🔞 Capítulo único.

2.2K 113 95
                                    


A semana pré-reveillon parecia durar uma eternidade. As brigas, os sumiços, as desorganizações, os clientes exaustivos, tudo parecia explodir e testar o réu primário do advogado. 

Eram poucas as coisas que permitiam ele relaxar nos últimos tempos. A principal delas era Heloísa. Mesmo exercendo o papel de furacão na vida de Stênio, por vezes, ela se permitia ser uma brisa suave, dessas que sopram no rosto da gente, lembrando que a vida é sim muito gostosa de se viver.

Desde que foi resgatado do sequestro, Stênio notou uma mudança na delegada. Ainda que brava, ríspida, teimosa, ela estava muito mais entregue aos sentimentos dele. Até que enfim, ele pensava. Não precisava mais chegar ao ponto de quase perder a própria vida para poderem aproveitar cada segundo que tinham a sós. 

Todas as vezes que ficavam sozinhos entre quatro paredes, ela era outra. Não havia insegurança que superasse o amor que ele declarava, com tanta firmeza, sentir por ela. Todos os dias. Até naqueles em que ela o expulsava, logo depois de beijá-lo com voracidade.

Mas hoje, nem pensar nas recaídas com a ex-mulher estava ajudando o advogado a enfrentar o dia. Eram quase oito horas da noite quando chegou em casa, estressado. Sentia uma raiva tão grande daquela rotina. 

Só na parte da manhã, precisou explicar quatro vezes ao novo estagiário do escritório como se arquivava um processo simples. Na hora do almoço, perdeu cinquenta minutos no telefone tentando convencer Moretti a não ir brigar com a Guida na casa da tia Cotinha. Na parte da tarde, cinco clientes diferentes apareceram no escritório, porque não queriam deixar virar o ano sem resolver conflitos que estavam entalados na garganta.

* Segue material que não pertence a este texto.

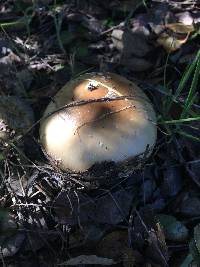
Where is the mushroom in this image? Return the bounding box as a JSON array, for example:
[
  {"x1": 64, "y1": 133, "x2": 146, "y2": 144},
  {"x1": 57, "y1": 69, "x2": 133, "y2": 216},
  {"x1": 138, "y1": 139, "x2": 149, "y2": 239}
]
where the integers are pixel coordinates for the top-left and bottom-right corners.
[{"x1": 40, "y1": 73, "x2": 157, "y2": 172}]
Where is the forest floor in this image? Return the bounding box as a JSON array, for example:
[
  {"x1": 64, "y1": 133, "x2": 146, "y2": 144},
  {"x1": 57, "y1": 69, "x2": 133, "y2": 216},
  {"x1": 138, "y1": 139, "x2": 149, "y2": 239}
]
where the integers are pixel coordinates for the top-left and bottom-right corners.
[{"x1": 0, "y1": 0, "x2": 200, "y2": 267}]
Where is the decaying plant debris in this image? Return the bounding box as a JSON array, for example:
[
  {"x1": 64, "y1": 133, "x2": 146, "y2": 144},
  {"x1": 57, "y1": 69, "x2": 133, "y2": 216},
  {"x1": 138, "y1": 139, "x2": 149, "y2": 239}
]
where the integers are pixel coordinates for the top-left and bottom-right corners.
[{"x1": 0, "y1": 0, "x2": 200, "y2": 267}]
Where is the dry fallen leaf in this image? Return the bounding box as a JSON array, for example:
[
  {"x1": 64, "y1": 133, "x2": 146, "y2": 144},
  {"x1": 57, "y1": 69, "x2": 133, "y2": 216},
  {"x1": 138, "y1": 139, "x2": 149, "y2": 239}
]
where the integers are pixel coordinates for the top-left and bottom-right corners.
[
  {"x1": 59, "y1": 255, "x2": 116, "y2": 266},
  {"x1": 157, "y1": 33, "x2": 189, "y2": 53},
  {"x1": 165, "y1": 22, "x2": 194, "y2": 33}
]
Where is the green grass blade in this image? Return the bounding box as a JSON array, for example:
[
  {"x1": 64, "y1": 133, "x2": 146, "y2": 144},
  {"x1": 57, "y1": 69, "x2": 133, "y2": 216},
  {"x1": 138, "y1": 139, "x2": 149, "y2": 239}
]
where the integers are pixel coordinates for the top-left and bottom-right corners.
[{"x1": 181, "y1": 51, "x2": 200, "y2": 118}]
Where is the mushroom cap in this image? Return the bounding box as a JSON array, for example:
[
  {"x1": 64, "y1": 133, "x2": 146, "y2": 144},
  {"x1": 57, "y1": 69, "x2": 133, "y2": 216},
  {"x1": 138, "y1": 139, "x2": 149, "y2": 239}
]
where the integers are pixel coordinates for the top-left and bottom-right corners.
[{"x1": 40, "y1": 73, "x2": 157, "y2": 172}]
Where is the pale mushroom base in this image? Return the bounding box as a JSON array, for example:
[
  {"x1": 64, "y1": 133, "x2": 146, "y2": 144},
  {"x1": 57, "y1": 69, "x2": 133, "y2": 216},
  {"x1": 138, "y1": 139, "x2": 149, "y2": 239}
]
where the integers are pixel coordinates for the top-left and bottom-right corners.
[{"x1": 43, "y1": 148, "x2": 151, "y2": 191}]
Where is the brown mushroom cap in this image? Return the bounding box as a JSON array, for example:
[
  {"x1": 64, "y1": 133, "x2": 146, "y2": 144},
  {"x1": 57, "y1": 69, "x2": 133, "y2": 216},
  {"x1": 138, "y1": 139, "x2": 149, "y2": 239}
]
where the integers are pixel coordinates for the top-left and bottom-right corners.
[{"x1": 40, "y1": 73, "x2": 157, "y2": 171}]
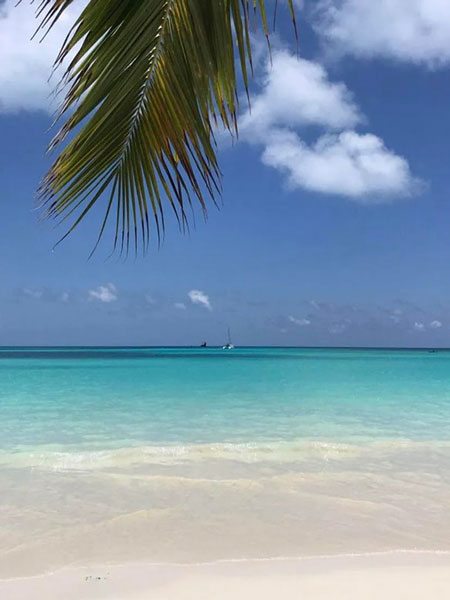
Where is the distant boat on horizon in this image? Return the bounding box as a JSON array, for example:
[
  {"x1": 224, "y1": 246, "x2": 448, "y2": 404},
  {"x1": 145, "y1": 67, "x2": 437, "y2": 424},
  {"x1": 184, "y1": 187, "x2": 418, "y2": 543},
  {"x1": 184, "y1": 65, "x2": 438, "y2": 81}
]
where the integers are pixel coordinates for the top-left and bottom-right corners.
[{"x1": 222, "y1": 327, "x2": 234, "y2": 350}]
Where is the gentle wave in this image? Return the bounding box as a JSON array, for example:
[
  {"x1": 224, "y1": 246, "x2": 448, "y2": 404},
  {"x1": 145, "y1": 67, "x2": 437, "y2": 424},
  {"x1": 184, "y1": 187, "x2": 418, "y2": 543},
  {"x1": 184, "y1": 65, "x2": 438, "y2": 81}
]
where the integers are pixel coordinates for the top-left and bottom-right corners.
[{"x1": 0, "y1": 439, "x2": 450, "y2": 471}]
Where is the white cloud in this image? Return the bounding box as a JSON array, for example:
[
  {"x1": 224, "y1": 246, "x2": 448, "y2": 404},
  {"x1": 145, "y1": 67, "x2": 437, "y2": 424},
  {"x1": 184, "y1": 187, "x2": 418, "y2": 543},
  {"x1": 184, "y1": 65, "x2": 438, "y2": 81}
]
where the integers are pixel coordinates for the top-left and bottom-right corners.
[
  {"x1": 262, "y1": 129, "x2": 420, "y2": 204},
  {"x1": 240, "y1": 50, "x2": 362, "y2": 138},
  {"x1": 88, "y1": 283, "x2": 117, "y2": 302},
  {"x1": 188, "y1": 290, "x2": 212, "y2": 310},
  {"x1": 0, "y1": 0, "x2": 84, "y2": 112},
  {"x1": 22, "y1": 288, "x2": 43, "y2": 300},
  {"x1": 315, "y1": 0, "x2": 450, "y2": 68},
  {"x1": 288, "y1": 315, "x2": 311, "y2": 327},
  {"x1": 430, "y1": 320, "x2": 442, "y2": 329},
  {"x1": 240, "y1": 50, "x2": 421, "y2": 204},
  {"x1": 328, "y1": 323, "x2": 347, "y2": 334}
]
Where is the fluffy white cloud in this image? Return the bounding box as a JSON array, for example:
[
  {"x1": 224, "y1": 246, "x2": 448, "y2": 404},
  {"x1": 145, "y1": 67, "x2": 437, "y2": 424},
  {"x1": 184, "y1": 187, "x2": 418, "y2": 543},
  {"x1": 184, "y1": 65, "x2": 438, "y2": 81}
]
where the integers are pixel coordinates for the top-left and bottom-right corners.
[
  {"x1": 240, "y1": 50, "x2": 420, "y2": 204},
  {"x1": 430, "y1": 320, "x2": 442, "y2": 329},
  {"x1": 240, "y1": 50, "x2": 362, "y2": 135},
  {"x1": 88, "y1": 283, "x2": 117, "y2": 302},
  {"x1": 188, "y1": 290, "x2": 212, "y2": 310},
  {"x1": 288, "y1": 315, "x2": 311, "y2": 327},
  {"x1": 315, "y1": 0, "x2": 450, "y2": 67},
  {"x1": 262, "y1": 130, "x2": 419, "y2": 204},
  {"x1": 0, "y1": 0, "x2": 84, "y2": 112},
  {"x1": 328, "y1": 323, "x2": 347, "y2": 335}
]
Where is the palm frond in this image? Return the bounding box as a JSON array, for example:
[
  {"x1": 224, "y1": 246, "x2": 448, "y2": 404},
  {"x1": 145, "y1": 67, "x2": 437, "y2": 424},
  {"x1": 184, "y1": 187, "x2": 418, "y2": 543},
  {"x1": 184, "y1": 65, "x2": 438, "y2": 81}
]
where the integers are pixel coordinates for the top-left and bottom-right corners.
[{"x1": 35, "y1": 0, "x2": 295, "y2": 253}]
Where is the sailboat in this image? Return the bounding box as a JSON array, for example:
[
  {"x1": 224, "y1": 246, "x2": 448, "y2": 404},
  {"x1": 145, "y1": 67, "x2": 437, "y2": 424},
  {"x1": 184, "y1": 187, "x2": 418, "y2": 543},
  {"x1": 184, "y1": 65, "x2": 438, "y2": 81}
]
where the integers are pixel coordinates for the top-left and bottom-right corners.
[{"x1": 222, "y1": 327, "x2": 234, "y2": 350}]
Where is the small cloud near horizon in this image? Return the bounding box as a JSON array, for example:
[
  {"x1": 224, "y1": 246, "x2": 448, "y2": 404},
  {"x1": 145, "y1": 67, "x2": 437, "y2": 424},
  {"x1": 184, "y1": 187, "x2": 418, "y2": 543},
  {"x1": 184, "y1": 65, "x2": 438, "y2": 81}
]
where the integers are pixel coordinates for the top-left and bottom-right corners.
[
  {"x1": 88, "y1": 283, "x2": 118, "y2": 303},
  {"x1": 188, "y1": 290, "x2": 212, "y2": 311}
]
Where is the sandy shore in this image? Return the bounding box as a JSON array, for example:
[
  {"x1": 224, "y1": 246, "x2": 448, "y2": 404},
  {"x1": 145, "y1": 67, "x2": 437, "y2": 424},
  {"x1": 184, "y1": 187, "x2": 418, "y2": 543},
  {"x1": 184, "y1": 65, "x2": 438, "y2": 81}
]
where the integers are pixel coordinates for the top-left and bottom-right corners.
[{"x1": 0, "y1": 552, "x2": 450, "y2": 600}]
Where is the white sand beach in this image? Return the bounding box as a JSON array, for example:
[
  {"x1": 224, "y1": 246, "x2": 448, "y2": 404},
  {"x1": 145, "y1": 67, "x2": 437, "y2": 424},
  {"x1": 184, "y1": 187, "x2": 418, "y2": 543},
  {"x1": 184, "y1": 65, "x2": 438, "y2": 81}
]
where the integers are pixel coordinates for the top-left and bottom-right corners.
[{"x1": 0, "y1": 552, "x2": 450, "y2": 600}]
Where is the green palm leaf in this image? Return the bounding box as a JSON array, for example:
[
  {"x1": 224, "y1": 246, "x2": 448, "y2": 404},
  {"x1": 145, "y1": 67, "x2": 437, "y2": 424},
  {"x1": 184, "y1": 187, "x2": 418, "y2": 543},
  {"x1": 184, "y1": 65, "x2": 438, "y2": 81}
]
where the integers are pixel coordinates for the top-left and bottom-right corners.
[{"x1": 35, "y1": 0, "x2": 295, "y2": 252}]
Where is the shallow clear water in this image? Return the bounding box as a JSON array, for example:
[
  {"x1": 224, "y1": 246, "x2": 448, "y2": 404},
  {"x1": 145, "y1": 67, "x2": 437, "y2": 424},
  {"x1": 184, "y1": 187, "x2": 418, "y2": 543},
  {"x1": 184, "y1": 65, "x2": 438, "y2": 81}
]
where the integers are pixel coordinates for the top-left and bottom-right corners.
[
  {"x1": 0, "y1": 348, "x2": 450, "y2": 450},
  {"x1": 0, "y1": 348, "x2": 450, "y2": 575}
]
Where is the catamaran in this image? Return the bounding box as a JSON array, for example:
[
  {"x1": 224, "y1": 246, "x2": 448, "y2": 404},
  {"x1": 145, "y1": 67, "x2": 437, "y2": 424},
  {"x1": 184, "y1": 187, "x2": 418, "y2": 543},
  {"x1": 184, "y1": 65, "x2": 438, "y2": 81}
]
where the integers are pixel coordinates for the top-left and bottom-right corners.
[{"x1": 222, "y1": 327, "x2": 234, "y2": 350}]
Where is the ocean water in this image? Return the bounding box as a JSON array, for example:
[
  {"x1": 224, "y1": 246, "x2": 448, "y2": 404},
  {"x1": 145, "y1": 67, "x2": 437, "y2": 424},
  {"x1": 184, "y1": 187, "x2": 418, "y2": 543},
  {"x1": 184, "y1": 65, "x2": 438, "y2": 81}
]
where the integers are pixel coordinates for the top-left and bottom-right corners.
[{"x1": 0, "y1": 348, "x2": 450, "y2": 576}]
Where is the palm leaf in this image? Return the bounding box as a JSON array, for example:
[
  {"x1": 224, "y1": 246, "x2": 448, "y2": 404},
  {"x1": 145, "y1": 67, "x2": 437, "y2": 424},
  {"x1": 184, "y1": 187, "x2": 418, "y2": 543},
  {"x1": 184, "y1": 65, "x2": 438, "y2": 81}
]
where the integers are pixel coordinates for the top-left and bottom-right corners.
[{"x1": 34, "y1": 0, "x2": 295, "y2": 253}]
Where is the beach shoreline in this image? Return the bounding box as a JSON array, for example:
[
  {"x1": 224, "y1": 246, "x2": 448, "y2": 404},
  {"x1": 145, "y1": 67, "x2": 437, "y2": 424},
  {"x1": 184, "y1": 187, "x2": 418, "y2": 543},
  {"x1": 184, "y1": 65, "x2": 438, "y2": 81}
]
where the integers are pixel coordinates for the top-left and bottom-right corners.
[{"x1": 0, "y1": 551, "x2": 450, "y2": 600}]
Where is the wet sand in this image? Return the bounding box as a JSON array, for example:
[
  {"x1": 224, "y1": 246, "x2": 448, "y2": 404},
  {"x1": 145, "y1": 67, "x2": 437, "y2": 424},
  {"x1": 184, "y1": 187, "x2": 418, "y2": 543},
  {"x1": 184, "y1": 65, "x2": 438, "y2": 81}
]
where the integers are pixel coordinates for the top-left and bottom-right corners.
[{"x1": 0, "y1": 552, "x2": 450, "y2": 600}]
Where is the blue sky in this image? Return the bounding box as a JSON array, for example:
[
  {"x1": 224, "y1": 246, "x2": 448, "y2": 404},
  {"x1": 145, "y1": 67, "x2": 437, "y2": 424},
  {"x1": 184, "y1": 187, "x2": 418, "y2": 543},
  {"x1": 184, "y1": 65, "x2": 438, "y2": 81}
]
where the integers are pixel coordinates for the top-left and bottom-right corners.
[{"x1": 0, "y1": 0, "x2": 450, "y2": 346}]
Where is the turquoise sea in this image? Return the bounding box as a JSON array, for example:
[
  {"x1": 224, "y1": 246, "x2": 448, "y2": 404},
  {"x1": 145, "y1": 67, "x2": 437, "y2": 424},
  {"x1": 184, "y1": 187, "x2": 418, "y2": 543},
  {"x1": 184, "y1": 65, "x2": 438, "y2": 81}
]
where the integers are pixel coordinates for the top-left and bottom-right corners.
[{"x1": 0, "y1": 348, "x2": 450, "y2": 575}]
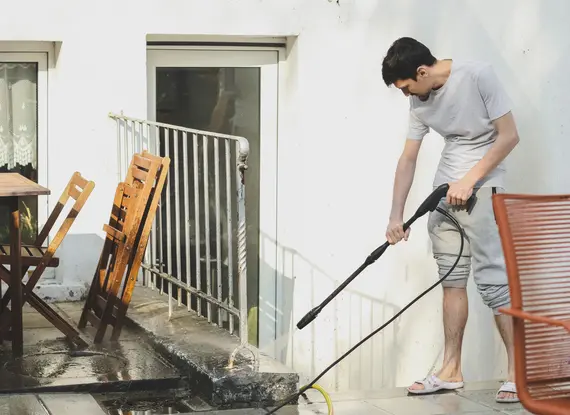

Por fim, às seis horas da tarde, quando achou que teria paz, Moretti apareceu de surpresa, enchendo o seu saco por mais uma hora. Não havia amizade no mundo que perdurasse após esse caso. Moretti era muito mais do que um homem ambicioso com temperamento difícil, ele era um criminoso capaz de perder a empatia até do mais caridoso carioca existente na Barra da Tijuca. 

Era engraçado, compartilhava boas histórias da juventude com o Stênio, mas definitivamente não era o amigo com quem queria manter contato quando tudo se resolvesse.

Quando finalmente chegou em casa e entrou no apartamento, Stênio sentia sua cabeça arder em estresse. Era isso que tinha se tornado a vida? Quando não estava estressado, estava solitário, triste. Quando não estava nenhuma dessas duas coisas, estava se encarando no espelho, percebendo as marcas de idade que iam surgindo ao longo dos meses. Definitivamente, essa não era a vida cativante que tinha desejado para si.

Como qualquer hábito, cheio de passos repetitivos, mecanizados, involuntários, o advogado colocou a sua mala e as chaves do escritório no aparador. Olhou em volta e sentiu o vazio do apartamento. Foi direto nas suas bebidas. Pegou o seu uísque favorito, que já estava quase no fim. Quando levantou o copo da mesinha, respirou fundo. Não, Stênio. Hoje não. 

Colocou tudo de volta em seu lugar e correu até seu quarto. Voltou com uma roupa levinha, decidido a treinar, independente da hora que apontava o relógio. Essa era a forma que iria extravasar o que estava sentindo: queimando, suando, gritando.

E assim foi malhando, aumentando pesos, pedalando, sofrendo. Toda vez que pensava na situação que estava sua vida, dobrava o exercício. Essa merda vai passar, nem que seja na raiva.

De repente, o barulho da campainha o despertou das repetições. Estranhou. Olhou o relógio: eram nove e meia da noite. Ah não, puta que pariu, que não seja você de novo, Moretti. 

Levantou da bicicleta, pegou a toalha pendurada no guidão, passou na testa suada e seguiu em direção à porta. Fechou os olhos, implorando pela própria paciência antes de abrir e descobrir quem estava ali.